Também um farmacêutico (em Kampung Alor) disse que era preciso receita médica. “Mas desde que a pessoa saiba o que está a tratar, está tudo bem [em vender o antibiótico sem receita]”.
Além do risco de deixar as bactérias mais resistentes, o consumo de antibióticos de forma descontrolada e sem receita médica causa outros efeitos colaterais. Bonifácio de Jesus, médico no posto de saúde de Maloa, explicou que, “em alguns casos podem surgir sintomas gastrointestinais como náusea e diarreia, problemas renais, do fígado e ou ainda episódios alérgicos”.
O profissional informou que a dosagem da amoxicilina de 500 mg é de três vezes por dia, ou seja, a cada 8 horas, durante uma semana.

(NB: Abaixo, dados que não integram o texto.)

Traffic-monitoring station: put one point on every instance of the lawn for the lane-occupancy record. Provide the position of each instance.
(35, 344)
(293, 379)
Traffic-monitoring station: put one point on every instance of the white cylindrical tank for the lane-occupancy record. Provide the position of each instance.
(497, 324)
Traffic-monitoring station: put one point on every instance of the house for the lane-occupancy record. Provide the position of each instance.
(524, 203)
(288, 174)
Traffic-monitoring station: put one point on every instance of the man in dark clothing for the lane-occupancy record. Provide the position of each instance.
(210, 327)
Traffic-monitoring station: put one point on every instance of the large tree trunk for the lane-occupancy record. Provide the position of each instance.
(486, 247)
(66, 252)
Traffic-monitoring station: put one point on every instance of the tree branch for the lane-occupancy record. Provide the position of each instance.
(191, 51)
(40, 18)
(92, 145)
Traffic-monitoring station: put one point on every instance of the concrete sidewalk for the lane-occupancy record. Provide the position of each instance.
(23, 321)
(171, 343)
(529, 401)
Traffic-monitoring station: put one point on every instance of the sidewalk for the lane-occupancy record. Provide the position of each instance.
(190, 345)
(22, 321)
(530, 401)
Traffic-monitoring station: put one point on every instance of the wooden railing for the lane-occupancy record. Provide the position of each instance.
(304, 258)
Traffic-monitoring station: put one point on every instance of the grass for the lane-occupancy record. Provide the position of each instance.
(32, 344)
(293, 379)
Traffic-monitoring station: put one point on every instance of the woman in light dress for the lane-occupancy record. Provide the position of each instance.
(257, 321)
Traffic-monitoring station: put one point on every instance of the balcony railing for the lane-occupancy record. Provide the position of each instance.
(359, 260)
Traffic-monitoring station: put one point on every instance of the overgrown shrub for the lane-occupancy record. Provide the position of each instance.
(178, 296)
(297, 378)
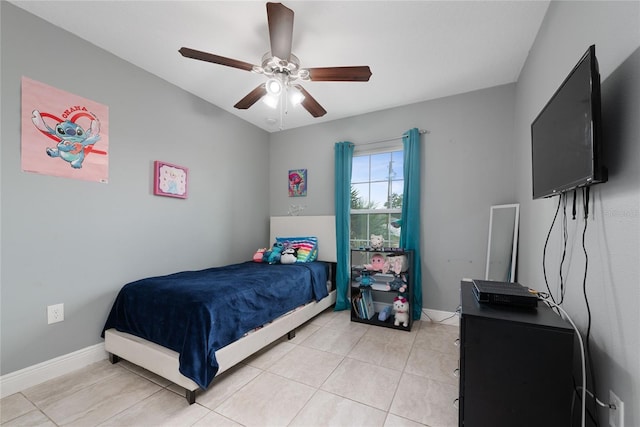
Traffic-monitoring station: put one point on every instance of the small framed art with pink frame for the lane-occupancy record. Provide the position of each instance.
(170, 180)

Em algumas situações, os médicos podem tratar os pacientes com o antibiótico durante duas semanas.
Fiscalização ineficaz
A inspeção às farmácias é da competência da Direção Nacional de Farmácia e Medicamentos (DNFM), que não foi possível ser contactada por o Diretor Delfim da Costa Xavier estar no estrangeiro. O Diligente tentou entrar em contacto com o Ministério de Saúde, mas, até à publicação deste artigo, não obteve resposta.
Já Frederico Bosco, médico e Diretor-Geral do Instituto Nacional de Saúde Pública, informou que o Ministério da Saúde tem uma regra específica para todas as farmácias, de acordo com a qual os medicamentos, como antibióticos e psicotrópicos, devem ser vendidos apenas com receita médica.
“O Ministério da Saúde alerta para o consumo sem regulamento destes medicamentos, porque isso pode pôr em risco a saúde pública”, salientou Bosco. Admitiu, entretanto, que o regulamento ainda não está a ser plenamente aplicado.
O médico explicou ainda que o uso descontrolado de antibióticos, além de tornar as bactérias mais fortes, pode contribuir para que outras pessoas sejam contaminadas – através de uma tosse, por exemplo – por esses microrganismos modificados.
“Outros impactos negativos poderão ser a reação alérgica a algumas substâncias químicas do fármaco com possíveis condições de choque, eventualmente fatais”.
Frederico Bosco sublinhou que os antibióticos servem para combater as bactérias. Por isso, o seu uso para outras doenças causadas por vírus, parasitas ou fungos é ineficiente. “A gripe, por exemplo, causada pelo vírus, não precisa de amoxicilina e pode ser curado com tratamento de apoio como alimentação saudável, descanso e medicação para os sintomas, como paracetamol se tiver febre”, observou.
De acordo com Frederico Bosco, a dosagem depende da consideração dos médicos. O Diretor-Geral recomenda que a população consulte um profissional da saúde antes de tomar qualquer medicação.